Moody’s cuts Cuba credit rating

04/28/2014 4:36 PM

04/28/2014 7:37 PM

The Moody’s credit rating firm has dropped Cuba’s low ranking even further, saying that the island is vulnerable to an “elevated risk” of an economic collapse in Venezuela as well as “abrupt and disorderly” changes at home.

Although Cuban ruler Raúl Castro “recently indicated that his current term will be his last and, at the same time, appointed a first vice president … there is considerable uncertainty around the future state of Cuba's political economy,” the firm said.

Those factors create the risk of “an abrupt and disorderly political transition” in Cuba, Moody’s said in a report last week on how the turmoil in Venezuela could affect its cheap oil exports to member nations of the Petrocaribe program.

“Cuba relies heavily upon Venezuela for oil, which is imported with favorable financing terms through Petrocaribe,” the credit rating firm said. It put the value of Venezuelan oil sent to the island in 2012 at more than $6 billion.

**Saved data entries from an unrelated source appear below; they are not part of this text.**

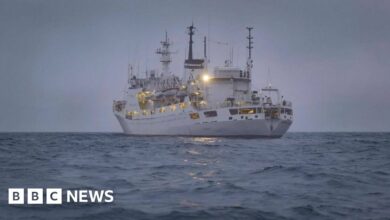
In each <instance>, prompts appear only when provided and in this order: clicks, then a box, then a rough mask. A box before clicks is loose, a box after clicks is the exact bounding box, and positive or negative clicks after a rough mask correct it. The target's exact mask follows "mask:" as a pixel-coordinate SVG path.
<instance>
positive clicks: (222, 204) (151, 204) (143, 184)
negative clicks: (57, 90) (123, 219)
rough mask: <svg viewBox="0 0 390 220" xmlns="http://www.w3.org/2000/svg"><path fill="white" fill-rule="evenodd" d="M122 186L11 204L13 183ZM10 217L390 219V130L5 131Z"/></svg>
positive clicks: (251, 218)
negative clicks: (47, 203) (98, 200)
mask: <svg viewBox="0 0 390 220" xmlns="http://www.w3.org/2000/svg"><path fill="white" fill-rule="evenodd" d="M17 187H20V188H28V187H30V188H33V187H38V188H48V187H52V188H63V189H64V190H66V189H98V190H100V189H112V190H114V198H115V201H114V203H111V204H90V203H89V204H66V203H64V204H63V205H59V206H56V205H8V201H7V199H8V188H17ZM0 219H390V133H287V134H286V135H285V136H284V137H283V138H280V139H245V138H200V137H199V138H191V137H137V136H127V135H123V134H111V133H0Z"/></svg>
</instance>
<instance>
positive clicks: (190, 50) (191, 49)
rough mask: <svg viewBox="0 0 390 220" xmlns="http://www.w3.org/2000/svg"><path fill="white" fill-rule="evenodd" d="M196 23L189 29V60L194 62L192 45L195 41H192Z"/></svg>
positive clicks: (189, 28) (188, 34) (188, 56)
mask: <svg viewBox="0 0 390 220" xmlns="http://www.w3.org/2000/svg"><path fill="white" fill-rule="evenodd" d="M194 29H195V27H194V23H192V24H191V26H189V27H188V35H190V42H189V48H188V60H192V44H193V43H194V41H193V40H192V36H193V35H194Z"/></svg>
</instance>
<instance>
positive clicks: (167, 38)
mask: <svg viewBox="0 0 390 220" xmlns="http://www.w3.org/2000/svg"><path fill="white" fill-rule="evenodd" d="M170 46H171V42H170V41H169V38H168V33H167V32H165V40H164V41H161V48H158V49H157V50H156V53H157V54H160V55H161V58H160V62H161V64H162V75H163V76H168V75H169V74H170V72H169V64H170V63H171V62H172V59H171V54H172V52H171V51H170V50H169V47H170Z"/></svg>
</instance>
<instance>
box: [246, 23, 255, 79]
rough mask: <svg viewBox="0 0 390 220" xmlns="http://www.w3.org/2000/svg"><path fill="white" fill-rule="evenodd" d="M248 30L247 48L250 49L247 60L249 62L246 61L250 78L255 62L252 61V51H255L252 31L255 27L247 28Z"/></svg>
mask: <svg viewBox="0 0 390 220" xmlns="http://www.w3.org/2000/svg"><path fill="white" fill-rule="evenodd" d="M246 29H247V30H248V37H247V39H248V46H247V47H246V48H248V53H249V54H248V58H247V61H246V71H247V72H248V76H249V77H250V76H251V75H252V74H251V72H252V68H253V60H252V49H253V41H252V40H253V37H252V33H251V31H252V29H253V27H247V28H246Z"/></svg>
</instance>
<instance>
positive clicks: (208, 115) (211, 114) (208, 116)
mask: <svg viewBox="0 0 390 220" xmlns="http://www.w3.org/2000/svg"><path fill="white" fill-rule="evenodd" d="M203 114H204V116H206V117H207V118H208V117H216V116H217V111H207V112H204V113H203Z"/></svg>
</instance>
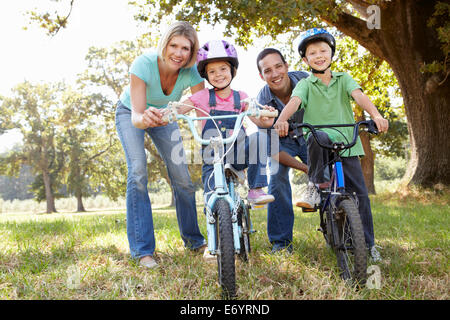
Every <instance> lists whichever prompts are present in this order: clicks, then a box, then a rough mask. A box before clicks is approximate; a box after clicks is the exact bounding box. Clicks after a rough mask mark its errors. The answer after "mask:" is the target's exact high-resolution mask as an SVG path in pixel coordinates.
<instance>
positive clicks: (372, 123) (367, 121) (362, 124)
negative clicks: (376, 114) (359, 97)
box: [292, 120, 378, 151]
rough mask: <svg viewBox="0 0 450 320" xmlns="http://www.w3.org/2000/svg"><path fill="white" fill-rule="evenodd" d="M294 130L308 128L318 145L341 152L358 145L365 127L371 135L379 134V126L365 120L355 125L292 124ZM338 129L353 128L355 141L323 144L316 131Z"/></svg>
mask: <svg viewBox="0 0 450 320" xmlns="http://www.w3.org/2000/svg"><path fill="white" fill-rule="evenodd" d="M292 126H293V127H294V128H307V129H309V131H310V132H311V134H312V135H313V137H314V139H315V140H316V142H317V144H318V145H319V146H321V147H322V148H325V149H331V150H335V151H339V150H345V149H350V148H351V147H353V146H354V145H355V144H356V140H357V139H358V133H359V127H360V126H365V127H366V129H365V130H367V131H368V132H369V133H372V134H378V129H377V125H376V124H375V122H374V121H373V120H365V121H359V122H357V123H353V124H329V125H310V124H309V123H294V124H292ZM336 127H353V140H352V141H351V142H350V143H348V144H345V143H343V142H333V143H332V144H323V143H321V142H320V141H319V139H318V137H317V134H316V129H322V128H336Z"/></svg>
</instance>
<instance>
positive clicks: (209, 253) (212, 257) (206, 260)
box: [203, 248, 217, 263]
mask: <svg viewBox="0 0 450 320" xmlns="http://www.w3.org/2000/svg"><path fill="white" fill-rule="evenodd" d="M203 260H204V261H205V262H207V263H214V262H216V261H217V256H215V255H212V254H211V253H210V252H209V250H208V248H206V249H205V251H204V252H203Z"/></svg>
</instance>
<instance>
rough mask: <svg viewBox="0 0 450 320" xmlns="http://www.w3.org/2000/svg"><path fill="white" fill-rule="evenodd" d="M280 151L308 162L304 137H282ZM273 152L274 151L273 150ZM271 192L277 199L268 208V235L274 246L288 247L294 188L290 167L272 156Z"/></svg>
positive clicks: (306, 152) (279, 147) (267, 225)
mask: <svg viewBox="0 0 450 320" xmlns="http://www.w3.org/2000/svg"><path fill="white" fill-rule="evenodd" d="M279 149H280V151H285V152H287V153H288V154H290V155H291V156H293V157H296V156H298V157H300V159H301V160H302V161H303V162H304V163H306V162H307V149H306V143H305V140H304V139H303V137H300V138H298V139H292V138H290V137H286V138H283V139H280V143H279ZM272 153H274V152H273V151H272ZM269 166H270V180H269V190H268V191H269V194H271V195H273V196H274V197H275V201H273V202H271V203H269V205H268V208H267V235H268V237H269V241H270V243H272V245H273V247H274V248H284V247H288V246H290V245H291V243H292V230H293V228H294V208H293V206H292V189H291V183H290V181H289V170H290V168H289V167H287V166H284V165H282V164H280V163H278V162H277V161H275V160H273V159H272V158H270V160H269Z"/></svg>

“Given Venezuela's increasingly unsustainable macroeconomic imbalances and elevated risk of an economic and financial collapse, the future of this arrangement is uncertain, rendering Cuba vulnerable to a sharp adjustment in the cost of energy imports.” Moody’s said.

Cuba pays for the Venezuelan crude by sending an estimated 40,000 medical professionals, teachers, sports coaches and other “advisers” to work in Venezuela, although details of the arrangement remain largely unknown.

Cuba’s credit rating has been traditionally poor under the communist government. Moody’s dropped its rating last week from Caa1 to Caa2, described as part of the category known as “highly speculative” and “exotic.”

Castro, 82, has been pushing reforms to move the island’s economy away from its centrally controlled and inefficient Soviet model and toward a system that allows more room for small-scale private enterprise.

Venezuela, whose overall subsidy to Cuba is estimated at more than $6 billion, has been mired in weeks of violent street protests against President Nicolás Maduro that have left more than 40 dead and 600 injured. Moody’s dropped its Venezuela rating in December to Caa1.

The firm said Cuba, Nicaragua and Jamaica would be the most vulnerable if Venezuela is forced to cut back its cheap oil exports under the Petrocaribe program, while the Bahamas and Honduras would be the least affected.

The other Petrocaribe members are Antigua and Barbuda, Belize, Dominica, Grenada, Guyana, Haiti, Dominican Republic, St. Kitts and Nevis, St. Vincent and Grenadines, St. Lucia and Suriname.